# Gentoo folder shares disappeared after reboot

## TheDenimDuke

Hi all,

I've inherited a Gentoo server with Windows clients connected which is having chronic palpitations.  It generated I/O errors on the file shares and kicked all the clients off.  Unable to open anything, unable to save anything.  After a reboot and fsck it started back up but the file shares are not active.  I can SSH into the server and see the data, but cannot connect any Windows client via server name or ip.  I'm a Linux n00b and I didn't set this server up so I'm not sure where I should be checking?  Started with NFS and am getting a 'permission denied' as root when I try /etc/init.d/nfs start.  Can anyone point me in the right direction?

Thanks.

----------

## Buffoon

You should boot from CD/USB and run fsck on all volumes. I suspect the hard drive might be dying, so running smartctl tests is in order, too. NFS is unlikely used to serve Windows clients.

----------

## TheDenimDuke

Thanks.  Will do.  The disks are dying, and this server is supposed to be decommissioned.  I have most of the data off the server already, but there is some more to get.  Any other ideas about what services I should be checking to get the shares operating again very temporarily?

----------

## pilla

Can you just clone the disks to sane ones and then work with then? Making anything even temporary in dying hardware seems to be a lost cause.

----------

## TheDenimDuke

Thanks Pilla.  When I say temporary, I have about 400GB of archival data left to retrieve from the server.  It's operational and everything seems to be working, but the folder shares aren't active for the Windows clients to connect.  If I can get the shares back online for half an hour that will do it, vs finding additional disks to clone onto.  I don't need to worry about the server after that.  Are there any things I can review to get the shares operational?  Thanks again.

----------

## pilla

TheDenimDuke, how about booting from a Live CD/DVD/USB, mounting the drive and then configuring it to be accessible from your Live setup? Having root in a sane Live will be one thing less to worry about. There are some Live USB images that you can even install new packages and change configurations on the go and keep them throughout reboots.

----------

## Syl20

The more the disks work, the more they will die quickly. Booting from a live CD/USB is a safe choice.

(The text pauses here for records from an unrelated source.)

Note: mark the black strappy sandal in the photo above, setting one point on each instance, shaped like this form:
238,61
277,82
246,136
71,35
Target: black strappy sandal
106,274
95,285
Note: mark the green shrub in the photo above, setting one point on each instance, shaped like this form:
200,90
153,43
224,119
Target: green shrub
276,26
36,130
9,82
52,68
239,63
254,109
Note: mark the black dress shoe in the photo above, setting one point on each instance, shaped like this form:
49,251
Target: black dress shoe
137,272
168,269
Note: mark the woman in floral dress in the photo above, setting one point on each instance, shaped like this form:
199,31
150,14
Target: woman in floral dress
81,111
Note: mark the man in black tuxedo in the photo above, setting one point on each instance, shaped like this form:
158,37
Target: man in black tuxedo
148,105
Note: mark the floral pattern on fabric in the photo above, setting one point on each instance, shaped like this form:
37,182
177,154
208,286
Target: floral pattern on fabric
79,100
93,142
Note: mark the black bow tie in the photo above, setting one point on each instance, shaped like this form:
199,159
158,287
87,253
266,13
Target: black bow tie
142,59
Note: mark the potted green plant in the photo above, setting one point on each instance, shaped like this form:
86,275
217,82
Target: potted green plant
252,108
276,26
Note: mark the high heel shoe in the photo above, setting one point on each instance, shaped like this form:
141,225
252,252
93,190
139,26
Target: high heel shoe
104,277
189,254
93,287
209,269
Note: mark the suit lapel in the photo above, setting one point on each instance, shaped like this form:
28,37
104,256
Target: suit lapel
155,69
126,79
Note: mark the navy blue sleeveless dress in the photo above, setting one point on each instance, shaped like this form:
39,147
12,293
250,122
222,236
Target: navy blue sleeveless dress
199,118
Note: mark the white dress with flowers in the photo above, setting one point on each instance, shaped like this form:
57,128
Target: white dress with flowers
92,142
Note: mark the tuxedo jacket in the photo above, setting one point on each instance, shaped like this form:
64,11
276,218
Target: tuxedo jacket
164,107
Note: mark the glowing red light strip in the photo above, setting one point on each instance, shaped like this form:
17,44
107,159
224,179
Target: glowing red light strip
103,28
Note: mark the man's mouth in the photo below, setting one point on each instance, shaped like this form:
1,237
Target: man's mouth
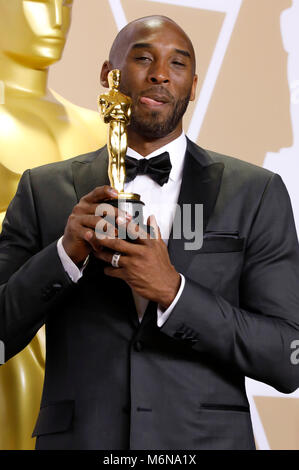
154,101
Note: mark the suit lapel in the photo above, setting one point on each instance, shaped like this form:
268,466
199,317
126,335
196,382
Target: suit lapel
90,173
87,175
200,185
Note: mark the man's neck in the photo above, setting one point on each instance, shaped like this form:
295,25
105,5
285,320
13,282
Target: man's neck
18,77
145,147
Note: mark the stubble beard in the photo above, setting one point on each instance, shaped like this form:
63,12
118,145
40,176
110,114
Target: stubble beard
152,127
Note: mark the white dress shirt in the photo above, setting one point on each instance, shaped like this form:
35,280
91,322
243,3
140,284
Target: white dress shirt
161,202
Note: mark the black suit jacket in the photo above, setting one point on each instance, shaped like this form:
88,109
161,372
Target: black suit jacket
112,383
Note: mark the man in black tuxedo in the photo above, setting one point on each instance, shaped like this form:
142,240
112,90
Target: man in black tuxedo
152,353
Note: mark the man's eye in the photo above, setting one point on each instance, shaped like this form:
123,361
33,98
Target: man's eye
143,59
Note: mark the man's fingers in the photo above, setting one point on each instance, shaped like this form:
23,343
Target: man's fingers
117,244
151,220
100,193
114,272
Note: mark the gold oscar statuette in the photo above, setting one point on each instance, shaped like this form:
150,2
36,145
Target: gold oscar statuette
115,110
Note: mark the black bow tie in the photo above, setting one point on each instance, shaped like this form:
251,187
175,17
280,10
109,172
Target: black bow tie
157,168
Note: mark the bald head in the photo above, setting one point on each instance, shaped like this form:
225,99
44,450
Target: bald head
145,27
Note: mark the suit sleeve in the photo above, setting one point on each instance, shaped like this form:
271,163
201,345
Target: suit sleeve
32,278
254,337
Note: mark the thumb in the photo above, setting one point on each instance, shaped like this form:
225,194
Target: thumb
151,220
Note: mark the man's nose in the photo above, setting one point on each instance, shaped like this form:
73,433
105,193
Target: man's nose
158,73
57,13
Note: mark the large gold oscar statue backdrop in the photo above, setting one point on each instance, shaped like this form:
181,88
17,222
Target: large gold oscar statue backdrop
37,126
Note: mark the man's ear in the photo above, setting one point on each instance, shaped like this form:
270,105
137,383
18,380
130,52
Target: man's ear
193,89
106,68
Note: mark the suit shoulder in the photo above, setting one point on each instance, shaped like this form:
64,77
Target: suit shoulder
62,168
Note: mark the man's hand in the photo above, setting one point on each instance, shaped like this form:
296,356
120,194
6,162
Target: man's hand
79,231
144,265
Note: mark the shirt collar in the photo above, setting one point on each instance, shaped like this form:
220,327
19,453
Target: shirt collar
176,149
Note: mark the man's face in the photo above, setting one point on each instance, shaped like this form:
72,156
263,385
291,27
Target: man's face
34,32
158,74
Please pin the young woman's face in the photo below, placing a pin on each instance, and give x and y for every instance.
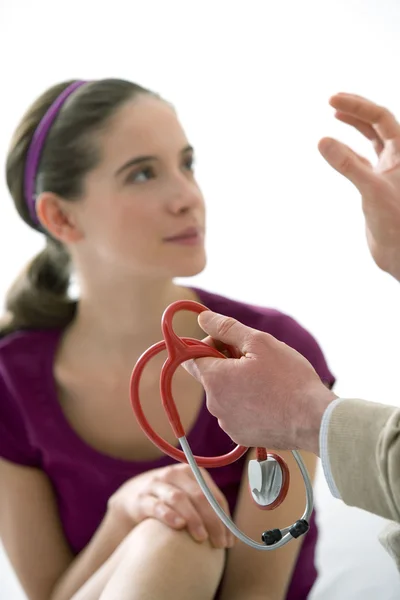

If you want to recover your data, stop immediately working on the server, plug an additional disk (internal or external, no matter) with sufficiently free space it, boot on a live CD/USB, and copy your data from the dying disks to the empty one. You can use several commands like 'cp' or 'rsync' (a better choice, easier to use).

Once your data copied at least one time (the minimum should be two, even three, if these data are important), then you can do all you want with the server.

----------